This job is with Amazon, an inclusive employer and a member of myGwork the largest global platform for the LGBTQ+ business community. Please do not contact the recruiter directly.
Description
Amazon Music
Imagine being a part of an agile team where your ideas have the potential to reach millions. Picture working on cutting-edge consumer-facing products, where every single team member is a critical voice in the decision-making process. Envision being able to leverage the resources of a Fortune-500 company within the atmosphere of a start-up. Welcome to Amazon Music, where ideas are born and come to life.
The Region Flexibility team is focused on transforming how Music serves customer traffic by enabling seamless expansion into new AWS regions. This initiative involves scaling beyond primary regions such as DUB, IAD, and PDX to accommodate growth, regulatory changes, and minimize risks from region-specific outages. The team will develop core components that simplify the process of migrating services into new regions, enabling the use of distant availability zones while balancing latency and cost. This includes experimenting with latency-sensitive and latency-insensitive workloads, finding optimal placements for business logic and data, and reducing the complexity of managing cross-region systems.

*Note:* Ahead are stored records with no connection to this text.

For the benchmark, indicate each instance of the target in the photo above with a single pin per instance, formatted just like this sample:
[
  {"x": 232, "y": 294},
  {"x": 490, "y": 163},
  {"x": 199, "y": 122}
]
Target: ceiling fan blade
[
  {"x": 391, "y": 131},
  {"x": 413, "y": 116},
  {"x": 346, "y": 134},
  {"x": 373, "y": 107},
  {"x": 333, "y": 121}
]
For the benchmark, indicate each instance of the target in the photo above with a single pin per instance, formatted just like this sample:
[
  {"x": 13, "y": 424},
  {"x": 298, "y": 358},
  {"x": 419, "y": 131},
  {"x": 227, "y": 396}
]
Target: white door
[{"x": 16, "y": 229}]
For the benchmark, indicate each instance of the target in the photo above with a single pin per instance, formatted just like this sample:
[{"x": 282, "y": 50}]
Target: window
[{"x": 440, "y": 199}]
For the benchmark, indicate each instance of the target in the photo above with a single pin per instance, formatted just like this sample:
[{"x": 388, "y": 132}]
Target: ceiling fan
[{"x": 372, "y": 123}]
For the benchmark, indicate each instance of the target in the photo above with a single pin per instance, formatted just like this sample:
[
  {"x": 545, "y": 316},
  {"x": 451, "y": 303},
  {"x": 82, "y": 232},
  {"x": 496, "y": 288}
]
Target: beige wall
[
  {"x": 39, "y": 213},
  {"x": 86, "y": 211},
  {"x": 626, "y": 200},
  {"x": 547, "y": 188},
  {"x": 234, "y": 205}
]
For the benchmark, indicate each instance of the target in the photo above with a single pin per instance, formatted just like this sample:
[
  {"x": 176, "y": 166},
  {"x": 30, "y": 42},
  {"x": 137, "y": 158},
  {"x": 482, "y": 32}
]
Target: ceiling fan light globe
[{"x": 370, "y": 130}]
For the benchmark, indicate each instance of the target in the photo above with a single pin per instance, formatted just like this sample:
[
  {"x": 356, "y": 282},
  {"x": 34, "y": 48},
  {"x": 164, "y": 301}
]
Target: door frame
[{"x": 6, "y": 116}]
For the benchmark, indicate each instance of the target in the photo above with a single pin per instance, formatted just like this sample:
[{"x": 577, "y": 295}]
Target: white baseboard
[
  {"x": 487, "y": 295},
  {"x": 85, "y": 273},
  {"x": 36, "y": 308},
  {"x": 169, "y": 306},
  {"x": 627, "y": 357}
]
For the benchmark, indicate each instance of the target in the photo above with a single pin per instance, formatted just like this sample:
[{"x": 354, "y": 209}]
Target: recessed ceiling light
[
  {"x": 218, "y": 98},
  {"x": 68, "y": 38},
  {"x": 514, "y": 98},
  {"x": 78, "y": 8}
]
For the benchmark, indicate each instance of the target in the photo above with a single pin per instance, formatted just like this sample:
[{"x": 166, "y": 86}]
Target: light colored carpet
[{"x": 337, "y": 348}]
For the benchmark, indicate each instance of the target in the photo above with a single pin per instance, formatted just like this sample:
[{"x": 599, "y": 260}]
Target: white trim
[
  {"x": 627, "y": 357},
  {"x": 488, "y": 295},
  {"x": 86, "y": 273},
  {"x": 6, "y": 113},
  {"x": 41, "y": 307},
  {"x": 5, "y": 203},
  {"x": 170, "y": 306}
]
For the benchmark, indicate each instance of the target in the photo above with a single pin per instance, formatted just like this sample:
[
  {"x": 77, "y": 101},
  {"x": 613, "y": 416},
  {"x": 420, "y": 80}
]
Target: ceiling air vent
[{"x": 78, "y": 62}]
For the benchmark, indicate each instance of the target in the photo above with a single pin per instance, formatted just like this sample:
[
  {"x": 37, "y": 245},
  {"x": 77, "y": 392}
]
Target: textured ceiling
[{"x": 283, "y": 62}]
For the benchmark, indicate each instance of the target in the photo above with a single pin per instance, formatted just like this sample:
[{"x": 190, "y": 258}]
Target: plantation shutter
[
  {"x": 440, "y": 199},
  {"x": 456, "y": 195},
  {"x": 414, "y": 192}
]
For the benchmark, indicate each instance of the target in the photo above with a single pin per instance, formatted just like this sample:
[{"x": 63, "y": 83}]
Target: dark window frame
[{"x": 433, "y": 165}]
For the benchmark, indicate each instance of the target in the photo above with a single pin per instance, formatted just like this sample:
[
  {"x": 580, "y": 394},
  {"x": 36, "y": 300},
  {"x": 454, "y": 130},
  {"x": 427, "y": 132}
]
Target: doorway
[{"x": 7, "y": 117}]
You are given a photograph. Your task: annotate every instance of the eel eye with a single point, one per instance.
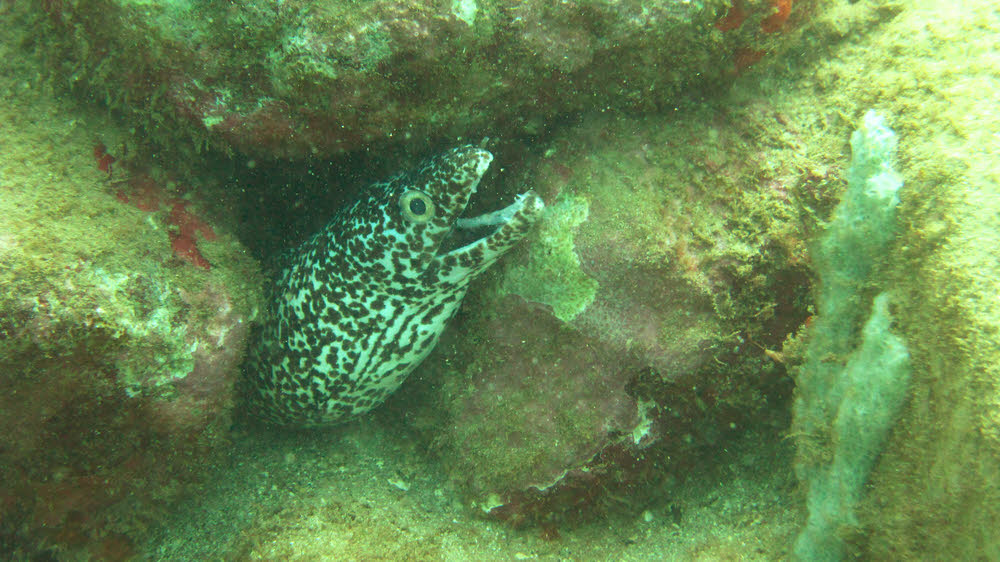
(416, 206)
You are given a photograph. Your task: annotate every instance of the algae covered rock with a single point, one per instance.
(118, 353)
(305, 78)
(630, 335)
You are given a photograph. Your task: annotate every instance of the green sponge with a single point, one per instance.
(848, 392)
(868, 393)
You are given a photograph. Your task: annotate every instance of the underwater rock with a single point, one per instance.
(303, 78)
(635, 332)
(117, 357)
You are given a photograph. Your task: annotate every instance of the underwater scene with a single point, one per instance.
(499, 280)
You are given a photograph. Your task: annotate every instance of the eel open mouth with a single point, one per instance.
(468, 230)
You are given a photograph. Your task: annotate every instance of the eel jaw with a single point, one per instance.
(512, 224)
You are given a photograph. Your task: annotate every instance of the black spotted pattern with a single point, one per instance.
(364, 301)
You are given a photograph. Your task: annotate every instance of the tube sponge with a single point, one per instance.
(869, 392)
(848, 392)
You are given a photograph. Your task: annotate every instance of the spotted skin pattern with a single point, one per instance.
(364, 301)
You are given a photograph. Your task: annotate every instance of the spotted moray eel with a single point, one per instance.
(364, 301)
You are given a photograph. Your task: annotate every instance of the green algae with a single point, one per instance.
(552, 274)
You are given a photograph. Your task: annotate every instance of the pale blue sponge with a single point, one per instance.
(854, 381)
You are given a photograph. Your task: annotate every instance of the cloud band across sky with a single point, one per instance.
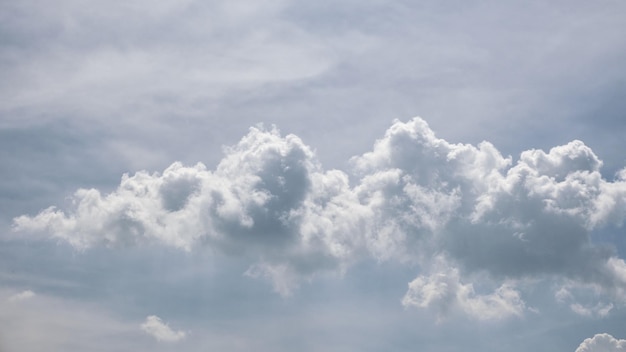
(458, 213)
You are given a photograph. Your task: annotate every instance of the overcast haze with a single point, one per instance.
(337, 176)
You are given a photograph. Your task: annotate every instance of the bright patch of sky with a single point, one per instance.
(251, 175)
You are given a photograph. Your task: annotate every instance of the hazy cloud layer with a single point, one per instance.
(458, 212)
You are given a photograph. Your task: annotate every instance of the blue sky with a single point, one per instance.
(338, 176)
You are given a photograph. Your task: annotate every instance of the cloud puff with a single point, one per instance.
(22, 296)
(155, 327)
(444, 290)
(602, 343)
(416, 199)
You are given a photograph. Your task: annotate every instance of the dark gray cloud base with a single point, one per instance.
(463, 215)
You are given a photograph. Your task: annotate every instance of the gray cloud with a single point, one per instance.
(602, 342)
(418, 200)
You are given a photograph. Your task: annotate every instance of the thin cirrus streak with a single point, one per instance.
(454, 210)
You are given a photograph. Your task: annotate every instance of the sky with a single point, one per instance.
(339, 176)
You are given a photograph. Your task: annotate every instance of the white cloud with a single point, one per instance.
(416, 199)
(602, 343)
(22, 296)
(155, 327)
(443, 291)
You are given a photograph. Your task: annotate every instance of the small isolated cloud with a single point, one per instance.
(602, 343)
(444, 291)
(155, 327)
(22, 296)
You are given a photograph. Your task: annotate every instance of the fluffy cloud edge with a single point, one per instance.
(415, 195)
(155, 327)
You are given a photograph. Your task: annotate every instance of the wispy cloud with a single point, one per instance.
(22, 296)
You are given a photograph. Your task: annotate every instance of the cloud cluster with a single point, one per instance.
(456, 211)
(155, 327)
(602, 343)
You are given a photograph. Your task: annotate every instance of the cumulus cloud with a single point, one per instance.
(417, 199)
(155, 327)
(22, 296)
(444, 290)
(602, 343)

Additionally, the team supports the creation of multi-region marketplaces, allowing services to scale smoothly as demand grows in key markets like the US and when new localization laws are introduced in smaller markets. The focus will be on abstracting complex networking and infrastructure management tasks, improving telemetry and observability, and centralizing decisions around capacity placement and data migrations. Collaboration with various teams is essential to ensure that solutions align with existing architectural needs while driving towards a more flexible and resilient future for SDO services. Through these efforts, the team aims to maintain high performance and availability for customers globally while optimizing costs and enhancing the overall developer experience.
Come innovate with the Amazon Music team!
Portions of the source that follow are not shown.